Clara was trying to hear whatever it was that Amy heard when a nude man glided through the wall and sat down in the tub beside her, with only half of his body showing.
“Hi!” the man said, “I’m Matt, and you are Clara, I am a very big fan of yours,” He leered at Amy, “you have told her, I assume?”
“Yes,” Amy laughed, “and she’s cool with it, but you had to think she’d be the kind of ghost everyone likes.”
“You are so awesome, I’m really glad you’re dead, and a ghost!” Matt seemed nervous but happy.
“Uh, thanks, I think?” Clara laughed. “So you’re the oldest ghost alive, uh, dead?”
Matt looked like he might have been thirty at the most, but Clara couldn’t tell. Both Matt and Amy looked very happy. But why not? Being alive was a burden. Being dead…maybe not so much. Still…
“So ghosts can die?” Clara asked.
“Beats me,” Matt replied slipping his arm around her. Clara let his arm pass through her. No sense is being too easy but Matt laughed hard. “She catches on quick! But seriously, the last ghost that was here for very long at all was a woman named Prudence. She claimed to be over one hundred, and she’s the one who told me ghosts simply disappear after a while. No one knows why.”
“And the sunlight thing?” Clara asked.
“Uh, a ghost in Lubbock told me about that.” Amy said. “Freaked me out.”
“And the camera thing?” Clara stood up and grinned at Matt who was staring.
“That came from Sammy,” Matt said, “he’s around somewhere, and there’s Ted, who doesn’t like to leave his house. He watches television a lot. But he died in front of the TV so…”
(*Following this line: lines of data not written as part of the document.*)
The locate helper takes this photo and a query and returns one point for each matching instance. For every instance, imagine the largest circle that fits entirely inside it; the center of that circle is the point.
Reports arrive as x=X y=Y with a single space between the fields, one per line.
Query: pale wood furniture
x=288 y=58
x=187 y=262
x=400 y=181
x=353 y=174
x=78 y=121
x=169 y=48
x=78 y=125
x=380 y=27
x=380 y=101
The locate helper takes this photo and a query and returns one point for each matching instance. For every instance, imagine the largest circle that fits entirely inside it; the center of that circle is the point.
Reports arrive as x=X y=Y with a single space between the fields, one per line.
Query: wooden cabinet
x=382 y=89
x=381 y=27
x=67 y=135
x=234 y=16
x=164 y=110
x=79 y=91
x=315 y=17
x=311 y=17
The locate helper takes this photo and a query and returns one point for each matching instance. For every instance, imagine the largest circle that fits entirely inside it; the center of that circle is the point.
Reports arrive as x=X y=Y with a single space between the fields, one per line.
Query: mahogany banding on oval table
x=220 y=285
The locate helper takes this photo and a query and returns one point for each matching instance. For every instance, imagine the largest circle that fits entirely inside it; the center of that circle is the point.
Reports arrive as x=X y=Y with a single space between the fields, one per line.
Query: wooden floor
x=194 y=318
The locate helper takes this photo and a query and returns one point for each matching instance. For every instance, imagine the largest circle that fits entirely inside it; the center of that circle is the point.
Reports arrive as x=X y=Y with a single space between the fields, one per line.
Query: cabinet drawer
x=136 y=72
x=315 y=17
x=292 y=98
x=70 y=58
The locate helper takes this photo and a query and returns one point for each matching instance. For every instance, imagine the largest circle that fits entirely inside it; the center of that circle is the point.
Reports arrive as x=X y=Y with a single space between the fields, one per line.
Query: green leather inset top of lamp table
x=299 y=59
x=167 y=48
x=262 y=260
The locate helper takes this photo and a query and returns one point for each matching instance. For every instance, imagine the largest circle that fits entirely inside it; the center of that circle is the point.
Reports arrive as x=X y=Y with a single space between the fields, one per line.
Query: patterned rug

“How do you know any of this is true?” asked Clara and the other two ghosts just looked at her.
“I guess we don’t,” Amy finally said.
They met at Ted’s house, and for three days, with breaks just to relieve the tension, they all wrote down everything they had ever heard about being a ghost and then panned everything they didn’t know to be a fact. At the end of three days they had a page and a half of notes.
“That’s it?” Clara asked. “That’s not even a five minute conversation!”
“Mostly,” Ted said, “all we really know about being dead is the day to day stuff. It’s not like we could know anything about any other ghosts.” Clara didn’t like Ted but was careful not to show it. Ted was depressingly dead. He watched television a lot and complained about the people living in his old house. But the people were rarely home, and their only hint that Ted lived there too was the television being on at odd hours. But they were smuggling cocaine into SoCal so they were used to odd things happening.
“You know,” Sammy said, “I wouldn’t mind trying out that camera thing. You know, let one of you take my photo. If it turns out to be true, we just tear up the photo and I’m free. If it isn’t then we can stop being camera shy.” Clara did like Sammy. He died young and hadn’t aged. She never wanted kids but if she ever had one she hoped this would be what she wound up with.
“Hey, Clara,” Ted asked, “why are the lights on over at your house?”
“Holy shit!” Clara swore, “George is back. Anyone want to go over and spy on him with me?”